Saturday, November 09, 2019

Kristallnacht

In the Lid, Jeff Duntetz reminds us that 81 years ago tonight was Kristallnacht, the night the Holocaust began.
Kristallnacht, the Night of Broken Glass was an anti-Jewish pogrom in Nazi Germany on November 9th-10th, 1938.—it was much more than just a pogrom. Kristallnacht was the day Hitler’s final solution “came out of the closet” with anti-Jewish riots in Germany, Austria, and the Sudetenland region of Czechoslovakia.

Kristallnacht is viewed by many historians as the beginning of the Jewish genocide of the Holocaust. In a coordinated attack on Jewish people and their property, 99 Jews were murdered, and 25,000 to 30,000 were arrested and placed in concentration camps, 267 synagogues were destroyed, and thousands of homes and businesses were ransacked.
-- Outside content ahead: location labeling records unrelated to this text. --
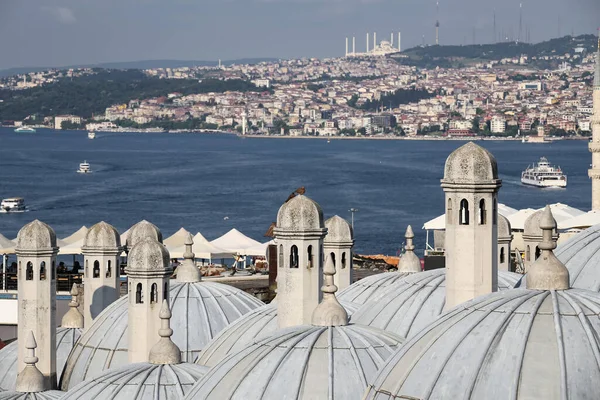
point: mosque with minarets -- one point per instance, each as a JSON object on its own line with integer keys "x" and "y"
{"x": 472, "y": 330}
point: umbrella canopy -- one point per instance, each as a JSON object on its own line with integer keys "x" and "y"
{"x": 236, "y": 242}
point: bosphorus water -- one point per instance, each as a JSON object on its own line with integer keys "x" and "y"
{"x": 212, "y": 183}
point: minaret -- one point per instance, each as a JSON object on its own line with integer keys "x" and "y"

The attacks were carried out by Hitler Youth, the Gestapo, and the SS. Kristallnacht also served as a pretext and a means for the wholesale confiscation of firearms from German Jews and was part of a broader Nazi policy of Antisemitism and persecution of the Jews. Kristallnacht was followed by further anti-Semitic economic, political abuses and horrible genocide.

Kristallnacht owes its name to the shards of shattered glass that lined German streets in the wake of the pogrom—broken glass from the windows of synagogues, homes, and Jewish-owned businesses plundered and destroyed during the violence.
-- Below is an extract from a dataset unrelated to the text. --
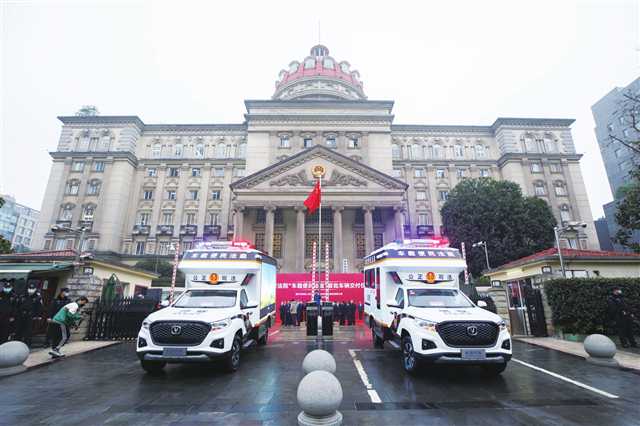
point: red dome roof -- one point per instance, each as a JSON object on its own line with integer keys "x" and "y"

The Nazis used the murder of a low-level German diplomat in Paris by a 17-year-old Polish Jew as an excuse to carry out the Kristallnacht attacks. On November 7, 1938, Ernst vom Rath was shot outside the German embassy by Herschel Grynszpan, who wanted revenge for his parents’ sudden deportation from Germany to Poland, along with tens of thousands of other Polish Jews. Following vom Rath’s death, Nazi propaganda minister Joseph Goebbels ordered German storm troopers to carry out violent riots disguised as “spontaneous demonstrations” against Jewish citizens. Local police and fire departments were told not to interfere.

The Nazi government made an immediate pronouncement that “the Jews” themselves were to blame for the pogrom and imposed a fine of one billion Reichsmark (some 400 million US dollars at 1938 rates) on the German Jewish community. The Reich government confiscated all insurance payouts to Jews whose businesses and homes were looted or destroyed, leaving the Jewish owners personally responsible for the cost of all repairs.
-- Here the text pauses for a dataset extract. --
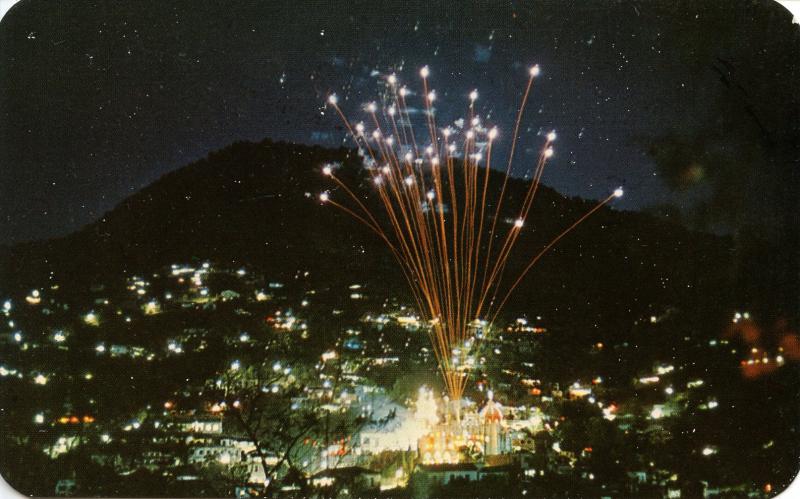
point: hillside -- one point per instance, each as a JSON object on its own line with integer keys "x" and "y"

In the weeks that followed, the German government promulgated dozens of laws and decrees designed to deprive Jews of their property and of their means of livelihood. Many of these laws enforced the “Aryanization” policy—the transfer of Jewish-owned enterprises and property to “Aryan” ownership, usually for a fraction of their true value. Ensuing legislation barred Jews, already ineligible for employment in the public sector, from practicing most professions in the private sector. The legislation made further strides in removing Jews from public life. German education officials expelled Jewish children still attending German schools. German Jews lost their right to hold a driver’s license or own an automobile. Legislation restricted access to public transport. Jews could no longer gain admittance to “German” theaters, movie cinemas, or concert halls.

Throughout the world, we remember Kristallnacht, the night the Nazis began the Holocaust in earnest.